# Anti-Gravity Tutorial

Anti-Gravity Movement is a medium-level movement that is used mainly in melee. Like most melee movements, it is focused on keeping your robot as far as possible from other ones. It involves the using the law of gravity, but reversed; you assign objects (in this case robots and walls) a certain amount of 'gravity', then let the gravity push your robot away from it.

## Contents

## Tracking the enemies

Before we can assign forces to robots, we need to know where the robots are. We are using a simple but effective system to track the movements of other robots. In the top of your robot's code, add:

```
static Point2D.Double[] enemyPoints = new Point2D.Double[NUMBER_OF_ENEMIES];
int count;
```

For NUMBER_OF_ENEMIES, just put the largest number of robots that you think you'll be fighting. Making the number higher than normal won't hurt, but making it too low will cause an array out of bounds exception. Also, you will need to add `import java.awt.geom.*;`

at the top for the `Point2D.Double`

to work.

Then add the following code in your OnScannedRobot method:

```
double absBearing = e.getBearingRadians() + getHeadingRadians();
enemyPoints[count]=new Point2D.Double(getX()+e.getDistance()*Math.sin(absBearing),getY()+e.getDistance()*Math.cos(absBearing));
if(++count>=getOthers()){
count=0;
}
```

Now, lets assume you understand Absolute Bearing and move on to the formula for finding the enemy's position. To find a point in Robocode, you need to know two things: the point's distance and bearing from you. After you know that, the formula for the coordinate pair is (!not code!):

```
new X=Your x-coordinate + distance*sin(bearing)
new Y=Your y-coordinate + distance*cos(bearing)
```

In the code, we simply use this formula to find the other robots coordinates. The part after that simply keeps track of which robot we are on, and goes back to the beginning after it reaches the amount of robots left alive.

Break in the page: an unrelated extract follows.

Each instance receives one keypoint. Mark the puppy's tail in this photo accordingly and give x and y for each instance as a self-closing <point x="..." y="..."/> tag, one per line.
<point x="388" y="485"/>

Please not that this is not exactly the optimal system for tracking the enemies' positions. It can only be used with spinning radar, and will occasionally mess up.

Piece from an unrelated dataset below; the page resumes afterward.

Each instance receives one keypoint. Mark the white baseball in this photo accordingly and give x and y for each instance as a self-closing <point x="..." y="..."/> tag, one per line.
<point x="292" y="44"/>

## Well then, how do I calculate the enemy robot's force?

The formula for gravity is 1/distance^2. We'll be using that, with distance being the enemy robots distance. To find the distance from our point to theirs, we could go through the trouble of using the distance formula, or just simply use:

`double distance=enemyPoints[i].distance(getX(),getY());`

We'll be taking the easy way. The other thing we have to figure out is the enemy robot's absolute bearing to us. The way we can find this in Robocode is:

`Utils.normalAbsoluteAngle(Math.atan2(Enemy X-Our X,Enemy Y-Our Y));`

After we have both of these pieces of information, we can actually start figuring out where we want to move. We're going to sum force vectors to find the direction we're being pushed in:

```
double xForce=0, yForce= 0;
for(int i=0;i<getOthers() && enemyPoints[i] != null;i++){
double absBearing=Utils.normalAbsoluteAngle(Math.atan2(enemyPoints[i].x-getX(),enemyPoints[i].y-getY()));
double distance=enemyPoints[i].distance(getX(),getY());
xForce -= Math.sin(absBearing) / (distance * distance);
yForce -= Math.cos(absBearing) / (distance * distance);
}
double angle = Math.atan2(xForce, yForce);
```

Well, this will find the force for each one. You've seen the absolute bearing, distance, and force calculations; the only real new thing in here is the part that decides whether to add or subtract the robot's force.

## So how do we make our robot move?

Next what we have to do is find the direction of least resistance. Since you can easily figure out how to do that with the above loop, I'll let you figure out the best angle. The main problem here is finding the fastest way to turn to the right angle. We don't ever want to make more than a 90 degree turn! Here's how you do it, once you've found the best angle:

```
if (xForce == 0 && yForce == 0) {
// If no force, do nothing
} else if(Math.abs(angle-getHeadingRadians())<Math.PI/2){
setTurnRightRadians(Utils.normalRelativeAngle(angle-getHeadingRadians()));
setAhead(Double.POSITIVE_INFINITY);
} else {
setTurnRightRadians(Utils.normalRelativeAngle(angle+Math.PI-getHeadingRadians()));
setAhead(Double.NEGATIVE_INFINITY);
}
```

This is basically the same as figuring out which way a robot pushes us, just applied to the angle we wish to turn to instead of the angle of the other robot. Note, the angle value doesn't mean anything if there was no overall force on the robot, so checking the force values first is helpful.

## Well, here you go!

That's it for the tutorial! There's something I would like you to know: this tutorial does not create a competitive movement. We haven't even put in wall avoidance, which is very important. Also, it tends to do some melee no-nos such as staying in one spot too long. Some ways you can improve this:

- Add wall avoidance.
- Weight robots' danger based on energy.
- Try to keep the robot from sitting in one spot.